Internet of things network security enhancing manufacturing financial services based on artificial intelligence and genetic algorithms
摘要
The openness and interconnectivity of Internet of Things (iot) devices expose the systems to threats such as data leakage, device hijacking, and malware infection. Traditional financial management relies on historical data and simple analysis tools. In the context of big data and iot, enterprises need more flexible and accurate financial decision support systems to respond to market changes and optimize resource allocation. The current situation and challenges of Internet of Things (iot) network security were studied and analyzed, and it was proposed to adopt technologies such as data encryption, identity authentication, access control, intrusion detection and prevention to ensure the security of iot data.

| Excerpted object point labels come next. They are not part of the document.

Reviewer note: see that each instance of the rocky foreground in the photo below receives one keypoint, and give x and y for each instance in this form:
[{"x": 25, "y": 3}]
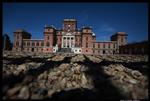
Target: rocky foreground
[{"x": 74, "y": 76}]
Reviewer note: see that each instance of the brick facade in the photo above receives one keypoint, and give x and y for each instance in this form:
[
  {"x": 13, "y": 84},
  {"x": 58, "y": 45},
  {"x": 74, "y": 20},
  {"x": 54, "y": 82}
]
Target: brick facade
[{"x": 68, "y": 37}]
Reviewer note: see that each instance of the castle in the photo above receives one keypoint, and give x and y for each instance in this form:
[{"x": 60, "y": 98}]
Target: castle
[{"x": 68, "y": 39}]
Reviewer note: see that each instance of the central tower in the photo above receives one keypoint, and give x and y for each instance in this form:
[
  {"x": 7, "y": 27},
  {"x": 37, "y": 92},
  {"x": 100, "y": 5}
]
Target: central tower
[{"x": 69, "y": 25}]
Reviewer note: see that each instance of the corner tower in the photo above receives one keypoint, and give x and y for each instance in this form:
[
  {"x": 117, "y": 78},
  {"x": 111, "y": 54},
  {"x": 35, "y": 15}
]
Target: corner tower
[{"x": 49, "y": 32}]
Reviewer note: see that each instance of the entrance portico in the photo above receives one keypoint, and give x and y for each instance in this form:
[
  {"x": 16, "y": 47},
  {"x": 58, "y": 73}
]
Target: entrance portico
[{"x": 68, "y": 41}]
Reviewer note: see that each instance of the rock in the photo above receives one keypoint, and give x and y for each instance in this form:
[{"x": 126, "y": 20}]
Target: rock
[
  {"x": 21, "y": 67},
  {"x": 93, "y": 59},
  {"x": 24, "y": 93},
  {"x": 63, "y": 67},
  {"x": 13, "y": 91},
  {"x": 35, "y": 96},
  {"x": 58, "y": 58}
]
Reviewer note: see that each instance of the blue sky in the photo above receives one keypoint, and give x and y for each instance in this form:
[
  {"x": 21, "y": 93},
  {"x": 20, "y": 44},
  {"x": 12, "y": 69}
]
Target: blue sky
[{"x": 105, "y": 18}]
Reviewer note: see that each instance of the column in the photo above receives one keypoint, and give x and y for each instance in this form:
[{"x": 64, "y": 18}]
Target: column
[
  {"x": 62, "y": 42},
  {"x": 70, "y": 42}
]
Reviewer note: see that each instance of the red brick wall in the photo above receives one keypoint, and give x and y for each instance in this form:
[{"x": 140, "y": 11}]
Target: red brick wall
[
  {"x": 48, "y": 40},
  {"x": 87, "y": 43}
]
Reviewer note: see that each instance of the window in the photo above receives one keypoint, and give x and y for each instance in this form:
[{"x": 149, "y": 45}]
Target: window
[
  {"x": 86, "y": 44},
  {"x": 103, "y": 45},
  {"x": 18, "y": 36},
  {"x": 114, "y": 45},
  {"x": 47, "y": 44},
  {"x": 109, "y": 45},
  {"x": 93, "y": 45},
  {"x": 103, "y": 51},
  {"x": 86, "y": 38},
  {"x": 33, "y": 44},
  {"x": 37, "y": 44}
]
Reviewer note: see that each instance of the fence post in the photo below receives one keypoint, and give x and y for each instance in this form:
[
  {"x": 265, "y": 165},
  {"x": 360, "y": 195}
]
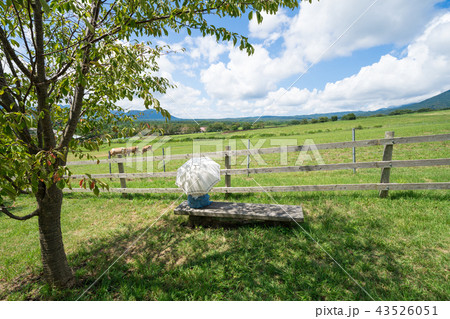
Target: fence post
[
  {"x": 109, "y": 157},
  {"x": 123, "y": 181},
  {"x": 164, "y": 161},
  {"x": 227, "y": 166},
  {"x": 248, "y": 159},
  {"x": 387, "y": 156},
  {"x": 354, "y": 148}
]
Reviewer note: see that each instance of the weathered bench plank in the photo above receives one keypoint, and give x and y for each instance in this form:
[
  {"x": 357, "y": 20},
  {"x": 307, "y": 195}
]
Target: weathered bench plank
[{"x": 284, "y": 213}]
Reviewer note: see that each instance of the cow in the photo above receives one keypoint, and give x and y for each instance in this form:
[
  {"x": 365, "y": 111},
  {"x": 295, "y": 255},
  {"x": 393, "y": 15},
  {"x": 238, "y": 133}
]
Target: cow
[
  {"x": 146, "y": 149},
  {"x": 116, "y": 151},
  {"x": 131, "y": 150}
]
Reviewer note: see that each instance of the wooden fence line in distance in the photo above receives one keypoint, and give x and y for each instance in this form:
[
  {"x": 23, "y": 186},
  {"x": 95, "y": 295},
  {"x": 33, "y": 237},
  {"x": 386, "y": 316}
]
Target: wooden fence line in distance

Next, a financial decision support model based on genetic network algorithms is constructed. By simulating natural selection and genetic mechanisms, data analysis and mining are optimized to handle a large number of variables and adapt to environmental changes. Design a sustainable thermal energy manufacturing system, establish a production simulation model, simplify the power curve to construct an equipment energy consumption model, and monitor energy consumption data in real time to optimize energy utilization. The cybersecurity measures of the Internet of Things have effectively reduced the risk of cyber attacks and ensured the authenticity and integrity of data. Genetic network algorithms demonstrate powerful optimization capabilities in complex data environments, enhancing the accuracy and flexibility of financial decisions. The thermal energy sustainable manufacturing system has achieved a dual improvement in environmental friendliness and economic benefits by optimizing energy utilization and management, providing strong support for the sustainable development of the manufacturing industry. Therefore, by integrating Internet of Things (iot) cybersecurity technology and genetic network algorithms, the safety of the manufacturing production process can be effectively guaranteed, financial decisions can be optimized, and the implementation of sustainable manufacturing can be promoted, opening up new paths for the industry to develop in a more efficient and environmentally friendly direction.